Early this year, the world’s leading telecom operator, Vodafone, had stated that it was looking to tap growth markets in Asia, France and Poland. Last month, it acted on that intention, buying a 10 per cent stake for Rs 67 billion ($1.5 billion) in India’s largest mobile operator, Bharti, with 15 million subscribers and $2 billion in annual revenues.
Billed as the single largest foreign investment ever made in the country, Vodafone picked up a 5.65 per cent stake from US-based private equity firm, Warburg Pincus, and 4.4 per cent from Bharti Enterprises, promoted by the Bharti Group CMD, Sunil Bharti Mittal.
Vodafone will now be the second foreign investor in the Bharti Group. SingTel of Singapore is the other, with over 30 per cent stake. Vodafone also gets two board seats and rights equal to those of SingTel.
For the Indian telecom industry, it was a big event. It marked Vodafone’s “second coming”, as it were. It had left India in 2003 when it sold its 20.7 per cent stake in regional mobile operator RPG Cellular to Aircel. And the purchase came soon after the Indian government raised the FDI limit in telecom to 74 per cent.
There was euphoria all round. Analysts say the deal represents a win-win situation for both companies. It gives Bharti three things: access to foreign funds to implement its gigantic expansion plans; a higher valuation; and expertise in 3G in preparation for when it launches 3G.
For Vodafone, it is an entry into one of the world’s fastest growing telecom markets. It gains a pan-Indian presence in a mobile sector that has been adding over 2.5 million subscribers a month and a market for 3G.
There is some speculation, however, that Vodafone might have overpaid for a mere 10 per cent stake. It is a fact that the ??34 billion company would have preferred to buy a larger stake. But Vodafone officials dismiss the suggestion that a 10 per cent stake will leave the company with too little leverage and no dividends.
International analysts note that 10 per cent is the bare minimum that Vodafone would need. Vodafone’s Indian-born CEO Arun Sarin says he is happy with it: “This transaction is consistent with Vodafone’s strategy of developing our global footprint in growth markets. We expect dividends to come in soon enough.
What attracts Vodafone is the fact that India is Asia’s third largest economy, with a population of 1.1 billion and 65 million mobile phone customers. It is not only fast growing but also politically stable. Moreover, the government has now allowed foreign companies to own 74 per cent of telecom operators.
“From our point of view, Bharti was an interesting company because they are a GSM player, they are the number one market share player, they have an entrepreneurial management style and, more importantly, have a pan-Indian presence,” says a Vodafone official.
Vodafone has acquired minor shares in emerging markets before. Today, it has direct equity exposure in 27 markets and indirect equity holding in four others in Africa, such as operating companies of Vodacom South Africa where it holds 35 per cent equity. Out of these it has controlling stakes in 19 companies.
The markets where it has a minority equity interest include Belgium, France, Poland, Switzerland, China, Fiji, Egypt, Kenya and now India.

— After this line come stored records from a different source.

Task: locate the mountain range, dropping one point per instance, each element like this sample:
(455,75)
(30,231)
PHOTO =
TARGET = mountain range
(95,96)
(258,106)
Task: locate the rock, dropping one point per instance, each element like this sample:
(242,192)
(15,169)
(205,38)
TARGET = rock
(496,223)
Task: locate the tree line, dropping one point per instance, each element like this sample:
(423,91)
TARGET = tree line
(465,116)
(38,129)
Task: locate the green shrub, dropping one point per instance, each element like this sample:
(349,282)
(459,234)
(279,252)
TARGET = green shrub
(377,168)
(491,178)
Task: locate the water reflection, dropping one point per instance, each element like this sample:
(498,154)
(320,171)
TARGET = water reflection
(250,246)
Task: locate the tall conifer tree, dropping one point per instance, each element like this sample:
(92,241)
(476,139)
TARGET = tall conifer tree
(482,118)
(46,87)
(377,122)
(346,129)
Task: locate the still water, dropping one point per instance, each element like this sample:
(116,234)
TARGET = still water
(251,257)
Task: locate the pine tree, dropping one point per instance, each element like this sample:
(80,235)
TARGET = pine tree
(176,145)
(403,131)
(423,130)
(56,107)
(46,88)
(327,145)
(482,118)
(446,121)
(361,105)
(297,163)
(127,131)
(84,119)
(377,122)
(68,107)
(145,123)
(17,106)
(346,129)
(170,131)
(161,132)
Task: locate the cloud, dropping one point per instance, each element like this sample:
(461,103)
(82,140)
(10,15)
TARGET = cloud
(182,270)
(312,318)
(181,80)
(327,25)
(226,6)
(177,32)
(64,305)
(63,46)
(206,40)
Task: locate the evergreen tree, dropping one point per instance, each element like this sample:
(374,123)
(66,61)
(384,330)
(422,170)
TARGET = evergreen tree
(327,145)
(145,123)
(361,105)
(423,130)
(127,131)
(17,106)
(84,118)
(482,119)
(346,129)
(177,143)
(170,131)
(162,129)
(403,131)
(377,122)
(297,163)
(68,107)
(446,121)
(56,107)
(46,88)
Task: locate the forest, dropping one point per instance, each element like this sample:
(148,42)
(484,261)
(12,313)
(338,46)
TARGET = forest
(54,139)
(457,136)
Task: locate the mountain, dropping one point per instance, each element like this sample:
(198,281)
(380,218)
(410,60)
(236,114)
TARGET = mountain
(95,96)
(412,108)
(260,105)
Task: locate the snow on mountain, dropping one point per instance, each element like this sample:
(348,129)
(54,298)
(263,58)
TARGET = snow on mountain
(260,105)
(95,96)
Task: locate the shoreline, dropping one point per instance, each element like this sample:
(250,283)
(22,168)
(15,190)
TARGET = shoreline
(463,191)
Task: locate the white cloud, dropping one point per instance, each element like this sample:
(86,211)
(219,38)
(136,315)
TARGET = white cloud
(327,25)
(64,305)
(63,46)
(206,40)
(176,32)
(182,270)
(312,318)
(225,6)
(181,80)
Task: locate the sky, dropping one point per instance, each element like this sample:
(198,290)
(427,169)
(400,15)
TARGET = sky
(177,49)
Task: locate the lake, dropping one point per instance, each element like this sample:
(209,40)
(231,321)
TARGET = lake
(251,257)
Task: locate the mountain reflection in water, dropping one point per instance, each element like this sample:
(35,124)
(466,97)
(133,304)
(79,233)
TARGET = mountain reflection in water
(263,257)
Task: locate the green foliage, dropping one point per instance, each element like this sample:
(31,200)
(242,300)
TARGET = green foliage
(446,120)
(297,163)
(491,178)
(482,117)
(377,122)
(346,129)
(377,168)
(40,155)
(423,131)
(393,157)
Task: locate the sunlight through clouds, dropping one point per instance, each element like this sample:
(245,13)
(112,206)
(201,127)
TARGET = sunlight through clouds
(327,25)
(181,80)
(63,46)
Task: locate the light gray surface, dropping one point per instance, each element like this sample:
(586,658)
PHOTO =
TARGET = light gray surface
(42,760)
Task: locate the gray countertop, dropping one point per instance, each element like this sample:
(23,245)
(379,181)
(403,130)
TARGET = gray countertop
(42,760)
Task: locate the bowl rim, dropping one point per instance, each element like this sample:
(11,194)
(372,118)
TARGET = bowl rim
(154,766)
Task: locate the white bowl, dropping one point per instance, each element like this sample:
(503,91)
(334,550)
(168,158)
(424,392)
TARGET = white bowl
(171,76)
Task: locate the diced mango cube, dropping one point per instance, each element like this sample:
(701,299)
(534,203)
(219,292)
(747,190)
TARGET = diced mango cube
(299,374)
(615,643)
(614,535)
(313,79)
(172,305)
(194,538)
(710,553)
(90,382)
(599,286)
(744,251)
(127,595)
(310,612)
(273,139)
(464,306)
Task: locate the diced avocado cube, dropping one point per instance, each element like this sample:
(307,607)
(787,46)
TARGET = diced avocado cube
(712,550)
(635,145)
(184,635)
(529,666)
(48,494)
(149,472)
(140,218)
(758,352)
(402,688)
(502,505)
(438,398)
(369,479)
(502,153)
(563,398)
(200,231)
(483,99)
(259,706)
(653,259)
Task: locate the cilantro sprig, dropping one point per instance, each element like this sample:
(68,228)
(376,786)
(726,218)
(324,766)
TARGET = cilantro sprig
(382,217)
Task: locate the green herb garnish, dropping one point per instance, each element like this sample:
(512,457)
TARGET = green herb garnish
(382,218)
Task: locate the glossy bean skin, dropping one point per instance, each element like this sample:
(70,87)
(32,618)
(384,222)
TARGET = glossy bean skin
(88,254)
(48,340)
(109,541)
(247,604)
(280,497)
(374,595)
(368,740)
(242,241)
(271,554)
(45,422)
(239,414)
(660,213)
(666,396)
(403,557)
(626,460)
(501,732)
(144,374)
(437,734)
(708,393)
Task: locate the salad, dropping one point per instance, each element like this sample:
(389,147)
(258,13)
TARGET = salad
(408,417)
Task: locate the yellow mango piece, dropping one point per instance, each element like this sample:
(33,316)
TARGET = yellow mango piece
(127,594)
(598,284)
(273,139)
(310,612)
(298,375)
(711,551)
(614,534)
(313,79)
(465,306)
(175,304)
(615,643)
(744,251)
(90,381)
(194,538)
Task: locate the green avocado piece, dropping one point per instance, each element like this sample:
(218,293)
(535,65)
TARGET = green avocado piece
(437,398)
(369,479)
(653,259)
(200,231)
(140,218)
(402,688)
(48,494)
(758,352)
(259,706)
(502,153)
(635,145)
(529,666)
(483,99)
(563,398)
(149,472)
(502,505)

This is the third major deal for Vodafone this year. It acquired 99.9 per cent equity of Oskar Mobile in the Czech Republic and increased its stake from 20.1 per cent to 99.1 per cent in MobiFon of Romania from Canada’s Telesystem International Wireless, for a cumulative value of $3.5 billion. It is also in the race for Turkish operator Telsim Mobil Telekomunikasyon Hizmetleri.
Though a minority interest will not allow Vodafone to establish its own brand, it is a good market-entry strategy. For instance, it picked up a 3.3 per cent stake in China Mobile in 2000 for an investment of $2.5 billion.
For Vodafone, tapping new markets is what it does best. From a small start-up in 1984, the company has grown both in size and stature over the years, mainly through acquisitions and alliances across the globe.
As of June 2005, Vodafone had 165 million subscribers, including those who are part of companies directly under its control as subsidiaries or affiliates and those who are part of its partner networks. With the Bharti deal, its total subscriber base will shoot up by more than 9 per cent.
According to market watchers, this new acquisition will also give Vodafone the second largest subscriber base after the US, even ahead of China among its affiliates. On a global basis, India will be the fourth biggest market in terms of subscriber numbers, behind Germany, the US and Italy.
Though Vodafone’s future India strategy is yet to emerge, it’s thought that the company may be interested in increasing its stake later, depending on asset prices and market dynamics. It may look to buy SingTel’s stake in Bharti, for example, or wait for the promoters to dilute their stake. Sunil Bharti Mittal, however, has said he has no plans to dilute his stake. So, at this stage, any speculation about Vodafone’s future strategy is too premature.